Prima o poi a parlare della musica di D.Bowie ci saremmo arrivati , la coincidenza col ritorno del Bowie-bash è una cosa molto stuzzicante che fà anticipare di poco la recensione collezionistica di un  suo album. Preciso che la scelta di questo album è soprattutto dal punto di vista della collezionabilità, anche se come vedremo rimane un gran bel disco. E’ veramente dura scegliere il disco migliore di un artista che ha fatto del cambiamento e l’eclettismo la sua bandiera attraversando epoche e generi comunque da grande star sfornando sempre dei capolavori musicali memorabili. Rimane il fatto che il secondo album su Mercury è estremamente collezionabile per la varietà di edizioni uscite in differenti paesi dove comunque non ha mai venduto molto. Musicalmente il disco uscì stranamente, lo ricordo, prima in America e poi in patria rappresenta un certo cambio di stile dal precedente (D. Bowie/ Space Oddity/ Man of World, Man of Music) dove il nostro era ancora associabile alla scena rock-folk underground inglese come ben testimonia la presenza di un brano nel rarissimo triplo lp  ‘Glastonbury Fayre Festival’. T.M.W.S.T.W. offre una versione ben più elettrica dei sogni e delle visioni di Bowie tanto da rappresentare uno dei primi album di glam rock.

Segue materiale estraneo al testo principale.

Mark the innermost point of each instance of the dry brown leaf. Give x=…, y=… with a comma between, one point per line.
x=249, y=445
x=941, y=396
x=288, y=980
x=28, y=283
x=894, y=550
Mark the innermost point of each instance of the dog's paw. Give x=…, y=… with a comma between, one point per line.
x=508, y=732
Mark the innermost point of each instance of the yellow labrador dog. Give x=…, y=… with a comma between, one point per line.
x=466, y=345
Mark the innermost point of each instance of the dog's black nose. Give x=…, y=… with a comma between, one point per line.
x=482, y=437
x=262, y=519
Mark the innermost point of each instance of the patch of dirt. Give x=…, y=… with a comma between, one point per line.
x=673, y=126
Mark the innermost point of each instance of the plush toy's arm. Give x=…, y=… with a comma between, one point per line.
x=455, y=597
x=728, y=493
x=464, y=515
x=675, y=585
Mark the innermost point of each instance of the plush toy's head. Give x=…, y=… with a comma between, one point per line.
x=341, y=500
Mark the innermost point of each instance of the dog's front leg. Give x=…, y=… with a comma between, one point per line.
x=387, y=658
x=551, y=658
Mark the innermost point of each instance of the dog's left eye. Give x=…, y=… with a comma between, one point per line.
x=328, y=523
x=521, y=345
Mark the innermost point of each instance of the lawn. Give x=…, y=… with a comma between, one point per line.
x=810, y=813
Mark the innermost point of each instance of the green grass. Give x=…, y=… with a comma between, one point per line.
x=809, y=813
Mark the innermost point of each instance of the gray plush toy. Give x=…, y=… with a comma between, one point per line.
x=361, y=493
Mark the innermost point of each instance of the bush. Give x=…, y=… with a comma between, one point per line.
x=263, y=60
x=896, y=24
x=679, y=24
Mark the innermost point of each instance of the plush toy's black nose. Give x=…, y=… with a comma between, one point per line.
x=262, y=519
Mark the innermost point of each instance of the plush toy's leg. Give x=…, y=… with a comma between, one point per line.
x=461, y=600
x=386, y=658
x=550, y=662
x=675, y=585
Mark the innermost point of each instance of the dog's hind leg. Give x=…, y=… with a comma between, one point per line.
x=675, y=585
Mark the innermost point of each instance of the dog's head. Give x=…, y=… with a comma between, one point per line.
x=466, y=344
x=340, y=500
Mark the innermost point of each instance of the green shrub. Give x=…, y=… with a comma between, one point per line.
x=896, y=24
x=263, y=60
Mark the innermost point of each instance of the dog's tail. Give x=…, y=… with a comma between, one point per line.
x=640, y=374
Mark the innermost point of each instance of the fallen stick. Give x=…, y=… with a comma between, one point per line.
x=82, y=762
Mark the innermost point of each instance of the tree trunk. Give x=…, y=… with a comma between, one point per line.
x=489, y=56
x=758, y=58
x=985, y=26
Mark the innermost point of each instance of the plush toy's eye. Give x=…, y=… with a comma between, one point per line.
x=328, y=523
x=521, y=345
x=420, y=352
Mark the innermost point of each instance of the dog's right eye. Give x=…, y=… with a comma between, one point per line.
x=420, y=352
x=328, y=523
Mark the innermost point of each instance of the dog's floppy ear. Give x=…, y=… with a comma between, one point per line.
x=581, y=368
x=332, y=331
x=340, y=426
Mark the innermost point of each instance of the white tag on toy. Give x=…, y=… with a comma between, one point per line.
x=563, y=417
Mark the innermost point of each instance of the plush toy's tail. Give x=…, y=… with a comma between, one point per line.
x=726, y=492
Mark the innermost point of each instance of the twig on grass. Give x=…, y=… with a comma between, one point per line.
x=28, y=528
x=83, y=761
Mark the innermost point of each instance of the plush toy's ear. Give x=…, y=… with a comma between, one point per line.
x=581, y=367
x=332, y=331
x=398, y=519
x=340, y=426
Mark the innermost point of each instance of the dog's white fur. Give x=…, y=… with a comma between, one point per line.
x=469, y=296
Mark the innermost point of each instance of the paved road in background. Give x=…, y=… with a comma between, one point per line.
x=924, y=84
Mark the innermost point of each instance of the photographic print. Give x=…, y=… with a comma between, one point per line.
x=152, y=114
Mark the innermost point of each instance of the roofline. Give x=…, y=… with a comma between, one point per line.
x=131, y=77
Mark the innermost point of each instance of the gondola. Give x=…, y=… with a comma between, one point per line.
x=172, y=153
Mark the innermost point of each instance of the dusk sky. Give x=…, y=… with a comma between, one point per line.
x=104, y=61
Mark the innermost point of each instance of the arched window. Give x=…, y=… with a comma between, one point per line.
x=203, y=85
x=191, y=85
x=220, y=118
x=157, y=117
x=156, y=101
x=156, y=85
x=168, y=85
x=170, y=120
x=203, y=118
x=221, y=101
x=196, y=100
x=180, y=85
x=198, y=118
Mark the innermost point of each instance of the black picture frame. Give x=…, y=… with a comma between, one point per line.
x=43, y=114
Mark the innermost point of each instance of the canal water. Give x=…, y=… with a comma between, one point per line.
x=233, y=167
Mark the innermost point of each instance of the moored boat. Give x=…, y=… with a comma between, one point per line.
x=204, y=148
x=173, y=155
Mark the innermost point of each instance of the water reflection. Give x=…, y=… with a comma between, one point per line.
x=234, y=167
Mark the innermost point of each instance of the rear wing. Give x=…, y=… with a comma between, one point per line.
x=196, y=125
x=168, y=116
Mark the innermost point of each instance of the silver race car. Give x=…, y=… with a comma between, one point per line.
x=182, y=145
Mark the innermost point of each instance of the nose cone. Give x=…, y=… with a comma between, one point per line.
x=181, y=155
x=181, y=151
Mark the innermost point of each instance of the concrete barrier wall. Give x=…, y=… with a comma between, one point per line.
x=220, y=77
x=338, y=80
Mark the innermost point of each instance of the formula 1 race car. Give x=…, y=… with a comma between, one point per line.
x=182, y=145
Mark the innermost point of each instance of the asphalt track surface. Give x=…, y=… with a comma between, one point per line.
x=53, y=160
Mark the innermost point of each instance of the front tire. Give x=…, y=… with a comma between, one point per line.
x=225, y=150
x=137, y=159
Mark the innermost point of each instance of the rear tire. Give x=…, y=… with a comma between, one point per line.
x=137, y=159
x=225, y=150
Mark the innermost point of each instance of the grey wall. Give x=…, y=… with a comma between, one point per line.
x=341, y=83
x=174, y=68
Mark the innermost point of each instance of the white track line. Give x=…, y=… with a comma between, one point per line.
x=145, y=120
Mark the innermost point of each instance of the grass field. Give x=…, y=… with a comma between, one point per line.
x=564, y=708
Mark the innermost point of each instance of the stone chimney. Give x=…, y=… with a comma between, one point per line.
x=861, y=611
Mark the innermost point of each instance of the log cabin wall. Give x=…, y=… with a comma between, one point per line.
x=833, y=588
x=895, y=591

La cosa sembra più dovuta al lavoro di Tony Visconti e Mick Ronson nell’arrangiamento dei brani, ma sicuramente il risultato non dispiacque a David che era più impegnato nel suo neo matrimonio. Di fatto il disco offre sia una anteprima di quello che diverrà il progetto Ziggy and Spiders (Width of a Circle/ Black Country Rock/ Running Gun Blues/ She Shook Me Cold)  sia come detto una prosecuzione dei temi musicali iniziati precedentemente (All the Madmen/ After All/ The Man Who Sold/ The Superman: fra le cose più belle scritte da Bowie).

tmwstw01 250x255 DAVID BOWIE : THE MAN WHO SOLD THE WORLDLa critica soprattutto americana accolse molto bene il disco che pero’ non vendette molto. La stampa Americana su Mercury rosso/nera ebbe una curiosa copertina a fumetto curata da un amico/estimatore di Bowie. Oggi è la più reperibile, ma attenzione la stampa che vale sui 150$ è quella con le matrici pinzate in stampatello nei solchi vuoti all’interno (l’inner gruv). Molto più facile trovare la stampa con le matrici scritte a mano e la copertina bucata: questa sembra essere un bootleg o come dice record collector una edizione successiva, la cosa è ancora discussa perché in America i dischi venivano stampati contemporaneamente in diversi impianti con matrici differenti. Di fatto questa edizione non vale di più di 60$ in ottime condizioni. A distanza di un anno (fine 1971) il disco venne stampato anche in europa : in Inghilterra su etichetta Mercury nero/argento, con una copertina (la mitica drag cover) che ritrae Bowie in stile metresse con abiti femminili. La cosa sembra abbia turbato alquanto la censura inglese che fece pressioni perché il disco fosse ritirato dal mercato. La cosa puntualmente avvenne dopo circa un anno di scarse vendite creando una istantanea super rarità, oggi questo disco vale almeno 6/700 gbp, e risulta molto difficile da trovare. Esiste pure una edizione tedesca con una copertina che di per sé è già un’opera d’arte: apribile con testi e foto. La cosa interessante sembra la figura esterna con il profilo di Bowie e delle ali, quasi ad anticipare il grifone di Diamond dogs. Anche questo disco oggi è quasi impossibile da trovare con cifre intorno agli 800gbp. La stampa in cd della Ryko, oggi fuori catalogo, è quella che che offre la possibilità di usare tutte le diverse cover raggruppate nell’inserto fold-out e musicalmente regala un bel inedito, lightning and frightning, e varie bonus tracks tratte da 45giri : Holy Holy e Moonage Daydream + Hang On To Yourself accreditato ad Arnold Corns un progetto parallelo del tempo. Per i più spendaccioni e fans accaniti segnalo i due rarissimi singoli su Mercury con inediti o versioni non lp ovvero ‘Holy Holy/ Black Country Rock’ (con copertina in Spagna e Germania) e la mitica ‘Prettiest Star (con Marc Bolan)/ Conversaton Piece’ uscita con copertina in Germania e Olanda, Italia, Spagna e Svezia con quotazioni variabili , spesso ben superiori agli album.